MPA chief Charles Rivkin says AI can enhance storytelling but studios won't adopt tools that use their characters without consent. Attribution and licensing are non-negotiable.

Categorized in: AI News Creatives
Published on: Apr 15, 2026
MPA chief calls AI a creative tool for film while urging copyright and consent protections

MPA Chief Frames AI as Creative Tool, Not Threat - With Conditions

Charles Rivkin, Chairman and CEO of the Motion Picture Association, told cinema operators this week that AI can "bolster the art of storytelling" and "improve the fan experience." He also made clear the industry will fight to protect copyrighted characters and enforce consent before studios deploy the technology widely.

Rivkin positioned AI as a creative enhancement rather than a replacement for human creators.
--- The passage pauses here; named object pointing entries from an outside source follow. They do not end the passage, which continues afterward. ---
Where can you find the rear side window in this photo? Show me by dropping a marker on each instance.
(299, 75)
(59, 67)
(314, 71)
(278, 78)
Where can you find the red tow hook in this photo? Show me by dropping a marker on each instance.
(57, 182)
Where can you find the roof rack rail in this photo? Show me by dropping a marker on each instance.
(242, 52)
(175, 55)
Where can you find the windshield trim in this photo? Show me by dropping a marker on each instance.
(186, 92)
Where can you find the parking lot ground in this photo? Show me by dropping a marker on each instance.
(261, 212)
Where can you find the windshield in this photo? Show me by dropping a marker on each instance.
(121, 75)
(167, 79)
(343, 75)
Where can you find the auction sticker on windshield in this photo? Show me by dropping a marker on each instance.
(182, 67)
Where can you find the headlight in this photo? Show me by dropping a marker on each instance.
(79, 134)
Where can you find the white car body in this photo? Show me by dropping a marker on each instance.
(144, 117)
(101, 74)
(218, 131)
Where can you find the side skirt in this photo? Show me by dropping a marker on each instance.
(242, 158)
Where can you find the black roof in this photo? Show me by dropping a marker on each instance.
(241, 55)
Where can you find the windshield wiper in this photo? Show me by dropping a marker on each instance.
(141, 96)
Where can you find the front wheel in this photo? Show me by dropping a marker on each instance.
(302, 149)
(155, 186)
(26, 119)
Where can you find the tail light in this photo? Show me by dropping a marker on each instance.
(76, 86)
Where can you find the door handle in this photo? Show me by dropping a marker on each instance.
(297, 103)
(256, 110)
The framing matters: it signals how the six major studios - Disney, Warner Bros, Paramount, Netflix, Amazon, and Comcast - plan to approach AI integration.

What Studios Actually Want

The MPA's stance centers on three operational requirements: attribution, licensing, and clear provenance for any AI system using studio intellectual property. Studios will not adopt tools that generate their characters or assets without explicit consent.

This reflects real legal and labor friction. Ongoing copyright litigation over unauthorized character generation, combined with memories of the 2023 writers and actors strikes, has made studios cautious about how AI enters their workflows.

Studios see cost savings and new fan experiences as the upside. They see job displacement and loss of bargaining power as the risk. Rivkin's message balanced both.

What Comes Next

Expect the MPA and its members to pursue three strategies: stronger licensing frameworks that require consent before use, litigation against platforms that allow unlicensed character generation, and advocacy for policy changes that protect creator rights.

If you build AI tools for entertainment, the implication is clear: metadata, licensing workflows, and consent mechanisms need to be built in from the start, not bolted on later.

Rivkin also reminded the industry that past disruptions - from sound to television to streaming - led to new creative forms and business models. The argument is that AI will follow the same pattern, provided it operates within clear legal boundaries.

For creatives working with generative art and AI-assisted production, the takeaway is direct: studios will adopt these tools, but only on their terms. Understanding AI for creatives means understanding the consent and licensing layer as much as the technology itself.